思い返せば、幼稚園の頃から 何かに夢中になるのが好きだった。 テレビで憧れて、「歌舞伎役者になりたい」と 家でにらみの練習を繰り返したり。 円周率にハマると何度も挑戦して、 最終的には500桁まで暗記したり。 他にも「ロボット博士になりたい」と 自分で作ったロボットを戦わせる 全国大会にも小学生時代に出場した。 気になったものはとことん熱中する。 それが僕にとっては当たり前で、面白くて。 今を楽しんだもん勝ち。 これだけは昔から変わらない。 僕のモットーであり、人生においての指針になっている。
「サッカーに集中したいから、ピアノを辞めたい。」 親についた小さな嘘。 この嘘が、僕の人生を変えたといっても過言ではない。 それから小学1年生で本格的にサッカーを始めて、 2年生には横浜市の大会で優勝。 「サッカーってこんなにも面白いんだ。」 勝てた喜びが、僕をサッカーへとのめり込ませていった。 そして、小学6年生で世界の舞台へ。 僕は日本代表のゴールキーパーとしてピッチに立った。 結果は決勝戦で韓国にPK負け。そりゃ悔しかった。 だけど、この経験が自信につながったのも確か。 サッカーだったら戦える。 絶対にプロになれると信じて疑わなかった。
ゴールキーパーは身長が物を言う。 小さいだけで点が入りやすい。 身長が中学2年生で止まったとき、 「あ、もうプロは無理だ…」と挫折した。 でも、サッカーを辞める気にはなれなかった。 もう、プロとか関係なく、 サッカーが好きで仕方なかったから。 高校3年間をやり切って、違う道を探そう。そう決意した。 いざ、大学進学を考え始めると正直悩んだ。 「何がやりたいんだろう…」 そんなときに興味を持ったのが建築だった。 子どもの頃に熱中したロボットのように、 一つのものを組み立てて、立体的に形づくっていく。 建築ならやりたいかも。夢中になれるかも。 そんな想いで関東学院大学に入った。
サッカーとの出会いが一度目の転機だったとすると、 関東学院大学での、酒谷先生との出会いは 二度目の転機だったと思う。 大学4年生のときに酒谷研究室の古民家再生プロジェクト 「こずみのANNEX」に参加して 建築の本質を体感できた気がする。 一番大きいのはリアルを知れたこと。 図面ではたった一本の線で表していた壁が、 実際はコンクリート、断熱材など… 何重にも重なってできていると気づかされた。 しかも、いつも率先して壁を壊すのは酒谷先生。 先生だけど、一緒にこずみのANNEXをつくる仲間みたい。 何でも相談できるし、建築の奥深さだって近くで教えてくれる。 だから今、思う存分に建築を楽しめている僕がいる。
建築やまちづくりなどの設計を学ぶ研究室。「設計とは何か」、「どのように設計はなされるべきか」など設計と研究の双方を学び、吸収する場です。
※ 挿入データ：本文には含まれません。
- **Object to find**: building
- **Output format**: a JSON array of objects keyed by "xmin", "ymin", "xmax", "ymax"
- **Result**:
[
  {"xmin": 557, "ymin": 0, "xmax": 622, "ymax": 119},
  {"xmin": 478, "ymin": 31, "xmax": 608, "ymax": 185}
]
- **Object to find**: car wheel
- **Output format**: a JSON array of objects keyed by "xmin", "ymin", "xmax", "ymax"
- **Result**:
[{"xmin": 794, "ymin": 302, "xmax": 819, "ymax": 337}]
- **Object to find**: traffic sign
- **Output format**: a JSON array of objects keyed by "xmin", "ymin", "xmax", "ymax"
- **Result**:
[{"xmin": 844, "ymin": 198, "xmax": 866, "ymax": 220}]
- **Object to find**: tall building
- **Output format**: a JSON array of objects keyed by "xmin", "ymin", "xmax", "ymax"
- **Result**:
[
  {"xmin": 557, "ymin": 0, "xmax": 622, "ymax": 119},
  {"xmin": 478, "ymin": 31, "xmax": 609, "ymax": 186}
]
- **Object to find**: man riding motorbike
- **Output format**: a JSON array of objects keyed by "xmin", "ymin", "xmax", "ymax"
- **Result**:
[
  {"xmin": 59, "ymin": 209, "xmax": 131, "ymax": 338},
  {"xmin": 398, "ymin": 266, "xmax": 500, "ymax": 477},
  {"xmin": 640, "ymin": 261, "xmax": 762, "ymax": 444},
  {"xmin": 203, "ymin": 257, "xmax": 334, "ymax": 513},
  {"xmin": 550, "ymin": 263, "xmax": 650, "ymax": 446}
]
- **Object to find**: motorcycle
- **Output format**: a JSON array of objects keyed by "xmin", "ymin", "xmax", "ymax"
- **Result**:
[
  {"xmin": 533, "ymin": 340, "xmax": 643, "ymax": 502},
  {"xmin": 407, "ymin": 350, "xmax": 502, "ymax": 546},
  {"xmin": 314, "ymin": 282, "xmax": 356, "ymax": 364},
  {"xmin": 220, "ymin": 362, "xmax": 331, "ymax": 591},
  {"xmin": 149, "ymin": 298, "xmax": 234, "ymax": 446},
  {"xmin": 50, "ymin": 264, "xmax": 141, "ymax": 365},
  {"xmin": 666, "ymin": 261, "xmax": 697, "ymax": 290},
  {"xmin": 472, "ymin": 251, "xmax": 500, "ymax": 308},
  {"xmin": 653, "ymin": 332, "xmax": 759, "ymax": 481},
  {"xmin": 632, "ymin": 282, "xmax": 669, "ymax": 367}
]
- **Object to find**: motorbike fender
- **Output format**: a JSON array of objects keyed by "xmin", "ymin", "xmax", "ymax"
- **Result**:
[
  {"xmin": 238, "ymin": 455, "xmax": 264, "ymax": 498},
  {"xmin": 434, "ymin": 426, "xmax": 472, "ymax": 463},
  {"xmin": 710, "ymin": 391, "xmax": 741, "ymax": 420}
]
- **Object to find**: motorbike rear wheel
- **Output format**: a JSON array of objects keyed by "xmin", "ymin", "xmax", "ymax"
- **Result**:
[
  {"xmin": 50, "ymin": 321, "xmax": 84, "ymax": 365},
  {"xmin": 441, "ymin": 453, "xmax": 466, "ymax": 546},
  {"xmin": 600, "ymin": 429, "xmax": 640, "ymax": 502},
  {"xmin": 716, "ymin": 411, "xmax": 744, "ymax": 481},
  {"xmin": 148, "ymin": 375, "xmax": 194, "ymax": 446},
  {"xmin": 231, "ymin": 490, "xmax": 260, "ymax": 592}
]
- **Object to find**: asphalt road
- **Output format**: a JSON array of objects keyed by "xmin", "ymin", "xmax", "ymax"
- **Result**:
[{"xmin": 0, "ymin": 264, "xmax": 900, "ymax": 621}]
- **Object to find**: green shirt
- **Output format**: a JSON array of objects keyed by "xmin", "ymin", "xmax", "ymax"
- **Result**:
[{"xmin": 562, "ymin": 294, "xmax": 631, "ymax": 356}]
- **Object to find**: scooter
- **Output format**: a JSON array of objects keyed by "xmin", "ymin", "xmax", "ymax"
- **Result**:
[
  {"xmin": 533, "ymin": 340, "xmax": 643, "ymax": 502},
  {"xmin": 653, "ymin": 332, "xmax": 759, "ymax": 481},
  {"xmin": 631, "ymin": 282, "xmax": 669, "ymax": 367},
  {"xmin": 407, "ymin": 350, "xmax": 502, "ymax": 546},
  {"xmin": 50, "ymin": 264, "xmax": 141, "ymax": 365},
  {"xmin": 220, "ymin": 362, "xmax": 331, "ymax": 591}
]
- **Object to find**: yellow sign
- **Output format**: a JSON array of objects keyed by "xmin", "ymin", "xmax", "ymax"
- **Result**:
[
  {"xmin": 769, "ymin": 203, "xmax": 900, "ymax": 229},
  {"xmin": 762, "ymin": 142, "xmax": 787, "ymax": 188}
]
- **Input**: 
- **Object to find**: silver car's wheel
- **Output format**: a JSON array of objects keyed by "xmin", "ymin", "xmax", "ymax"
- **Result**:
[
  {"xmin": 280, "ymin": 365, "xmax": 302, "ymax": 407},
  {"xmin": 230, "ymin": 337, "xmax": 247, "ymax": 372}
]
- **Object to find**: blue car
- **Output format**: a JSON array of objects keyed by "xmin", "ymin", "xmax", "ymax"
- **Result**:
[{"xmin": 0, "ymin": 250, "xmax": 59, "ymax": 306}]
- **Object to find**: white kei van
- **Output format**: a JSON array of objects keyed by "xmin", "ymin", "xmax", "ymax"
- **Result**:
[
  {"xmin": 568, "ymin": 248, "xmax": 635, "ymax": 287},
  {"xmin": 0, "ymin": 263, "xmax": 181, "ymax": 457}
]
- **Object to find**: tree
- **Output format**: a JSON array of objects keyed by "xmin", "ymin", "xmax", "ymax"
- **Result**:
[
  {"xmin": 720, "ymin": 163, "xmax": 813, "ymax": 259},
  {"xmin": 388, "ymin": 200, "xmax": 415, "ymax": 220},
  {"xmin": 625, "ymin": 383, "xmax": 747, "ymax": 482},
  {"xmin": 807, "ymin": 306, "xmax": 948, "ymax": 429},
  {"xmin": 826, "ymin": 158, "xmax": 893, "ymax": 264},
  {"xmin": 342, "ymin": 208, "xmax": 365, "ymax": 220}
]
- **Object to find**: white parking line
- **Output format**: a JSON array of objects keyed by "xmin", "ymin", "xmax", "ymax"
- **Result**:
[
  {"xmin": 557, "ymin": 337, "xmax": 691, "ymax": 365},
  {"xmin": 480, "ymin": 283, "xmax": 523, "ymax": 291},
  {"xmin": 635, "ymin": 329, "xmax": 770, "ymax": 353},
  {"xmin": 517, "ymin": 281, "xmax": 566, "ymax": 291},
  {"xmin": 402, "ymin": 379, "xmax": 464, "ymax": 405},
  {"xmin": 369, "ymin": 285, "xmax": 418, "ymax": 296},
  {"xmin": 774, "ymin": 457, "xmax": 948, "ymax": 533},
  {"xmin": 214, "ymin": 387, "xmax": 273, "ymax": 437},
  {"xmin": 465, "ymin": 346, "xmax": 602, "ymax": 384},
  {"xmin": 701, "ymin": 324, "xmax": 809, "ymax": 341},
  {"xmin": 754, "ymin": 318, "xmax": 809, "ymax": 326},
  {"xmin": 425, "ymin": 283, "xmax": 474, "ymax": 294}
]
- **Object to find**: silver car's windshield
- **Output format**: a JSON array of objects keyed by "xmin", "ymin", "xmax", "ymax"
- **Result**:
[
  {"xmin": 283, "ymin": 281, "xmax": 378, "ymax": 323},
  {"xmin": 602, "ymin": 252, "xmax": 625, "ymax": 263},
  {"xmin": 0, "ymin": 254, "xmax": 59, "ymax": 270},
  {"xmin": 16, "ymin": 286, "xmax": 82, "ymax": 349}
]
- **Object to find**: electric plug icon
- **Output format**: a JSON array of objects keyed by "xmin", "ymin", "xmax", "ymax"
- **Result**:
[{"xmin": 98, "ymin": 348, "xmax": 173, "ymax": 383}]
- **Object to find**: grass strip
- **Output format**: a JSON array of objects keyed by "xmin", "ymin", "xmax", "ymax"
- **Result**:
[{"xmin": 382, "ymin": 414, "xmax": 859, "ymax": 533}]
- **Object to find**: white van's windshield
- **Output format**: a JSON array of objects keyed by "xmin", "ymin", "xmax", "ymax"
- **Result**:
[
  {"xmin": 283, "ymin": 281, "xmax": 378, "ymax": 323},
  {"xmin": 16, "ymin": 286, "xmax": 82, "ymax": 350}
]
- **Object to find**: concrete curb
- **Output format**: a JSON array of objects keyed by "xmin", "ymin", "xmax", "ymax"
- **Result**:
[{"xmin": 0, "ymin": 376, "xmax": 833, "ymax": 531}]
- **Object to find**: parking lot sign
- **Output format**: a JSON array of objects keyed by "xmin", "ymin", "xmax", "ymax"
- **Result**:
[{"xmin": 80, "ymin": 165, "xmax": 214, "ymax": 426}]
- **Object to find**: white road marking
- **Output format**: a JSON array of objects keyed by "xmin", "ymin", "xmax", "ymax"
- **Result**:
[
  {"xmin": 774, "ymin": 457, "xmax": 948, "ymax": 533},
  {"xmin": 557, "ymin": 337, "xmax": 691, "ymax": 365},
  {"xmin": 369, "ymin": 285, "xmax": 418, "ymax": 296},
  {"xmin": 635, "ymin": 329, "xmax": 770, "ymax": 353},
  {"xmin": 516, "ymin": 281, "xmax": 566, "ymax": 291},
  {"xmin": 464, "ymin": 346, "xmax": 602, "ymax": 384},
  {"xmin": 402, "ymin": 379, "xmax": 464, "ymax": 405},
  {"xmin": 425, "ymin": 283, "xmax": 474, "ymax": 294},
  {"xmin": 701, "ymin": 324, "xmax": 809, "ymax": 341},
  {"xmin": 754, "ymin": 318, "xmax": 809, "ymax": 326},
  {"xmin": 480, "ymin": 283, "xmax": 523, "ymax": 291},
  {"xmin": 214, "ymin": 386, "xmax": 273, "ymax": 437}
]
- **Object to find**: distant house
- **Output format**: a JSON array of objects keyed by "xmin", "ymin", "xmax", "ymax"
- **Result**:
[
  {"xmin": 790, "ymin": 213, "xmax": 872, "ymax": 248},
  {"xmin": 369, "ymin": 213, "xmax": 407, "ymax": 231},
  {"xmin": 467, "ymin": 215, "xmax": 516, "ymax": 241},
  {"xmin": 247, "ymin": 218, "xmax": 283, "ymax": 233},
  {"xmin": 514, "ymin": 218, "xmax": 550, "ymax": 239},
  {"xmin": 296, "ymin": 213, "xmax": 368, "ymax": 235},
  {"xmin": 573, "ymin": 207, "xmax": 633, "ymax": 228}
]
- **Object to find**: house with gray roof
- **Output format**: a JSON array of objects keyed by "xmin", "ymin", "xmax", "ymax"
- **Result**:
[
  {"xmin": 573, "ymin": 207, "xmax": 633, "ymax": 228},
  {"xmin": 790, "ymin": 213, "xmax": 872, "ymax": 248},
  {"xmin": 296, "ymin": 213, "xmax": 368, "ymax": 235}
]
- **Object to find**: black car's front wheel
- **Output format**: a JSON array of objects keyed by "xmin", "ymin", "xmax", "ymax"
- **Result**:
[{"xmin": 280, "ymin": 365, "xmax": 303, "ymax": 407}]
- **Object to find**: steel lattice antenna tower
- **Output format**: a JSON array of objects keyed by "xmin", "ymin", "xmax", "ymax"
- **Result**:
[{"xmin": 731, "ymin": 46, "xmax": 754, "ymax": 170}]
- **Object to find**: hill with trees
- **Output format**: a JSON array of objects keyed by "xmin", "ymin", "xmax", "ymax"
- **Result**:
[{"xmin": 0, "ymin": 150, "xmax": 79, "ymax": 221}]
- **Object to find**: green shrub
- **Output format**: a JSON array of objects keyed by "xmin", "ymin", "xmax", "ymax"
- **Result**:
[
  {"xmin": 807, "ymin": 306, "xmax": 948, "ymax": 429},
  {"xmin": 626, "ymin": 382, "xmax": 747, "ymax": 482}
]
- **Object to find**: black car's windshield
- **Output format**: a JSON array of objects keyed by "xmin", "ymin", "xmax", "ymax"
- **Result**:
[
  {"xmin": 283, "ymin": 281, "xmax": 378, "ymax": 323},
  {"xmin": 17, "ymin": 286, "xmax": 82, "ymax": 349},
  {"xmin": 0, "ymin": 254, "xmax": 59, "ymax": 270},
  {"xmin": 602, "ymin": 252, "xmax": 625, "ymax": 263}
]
僕は今、こずみのANNEXで 学生とシェアハウスをしている。 1階部分は共有スペース。 だから、地域の子どもたちが家に入ってきて朝起こされる。 なんてことも、しょっちゅう。 そして1ヶ月に1度、地域の方と集まり ワークショップを開催。 どんな風にこずみのANNEXを 良くしていくかを一緒に考える。 最近だと、階段下スペースを活用する案として本棚を提案。 僕が図面を書いて、地域の方に見てもらい、意見をもらう。 自分の想いが形になり、喜んでもらえる。 「座学だけでは学べない建築」を地域の方が教えてくれている。
ぼんやりとした夢はある。商業施設など、 多くの人が交わる都市づくりに携わることだ。 そんな風に考えられているのも、こずみのANNEXで 地域の方とつながれた経験が大きい。 だけど、未来を気にして生きるのはあんまり好きじゃない。 何よりも大切なのは“今”だと思っているから。 もしかしたら、建築をもっと極めたくて、 研究者になる世界線があるかもしれない。 もしかしたら、建築よりも心が惹かれる 仕事に出会うかもしれない。 今を生きるから、僕の可能性は広がる。 まだ未来はこなくていい。 その時が来たら、自分で好きなように捕まえに行くから。
飯濱さんの参加プロジェクト
小泉(こずみ)地域で築50年の古民家を学生たち自ら改修するプロジェクト「こずみのANNEX」が進行中。離れという意味を持つ「ANNEX」のように、地域に住む誰もが気軽に立ち寄れる第2のリビングを目指しています。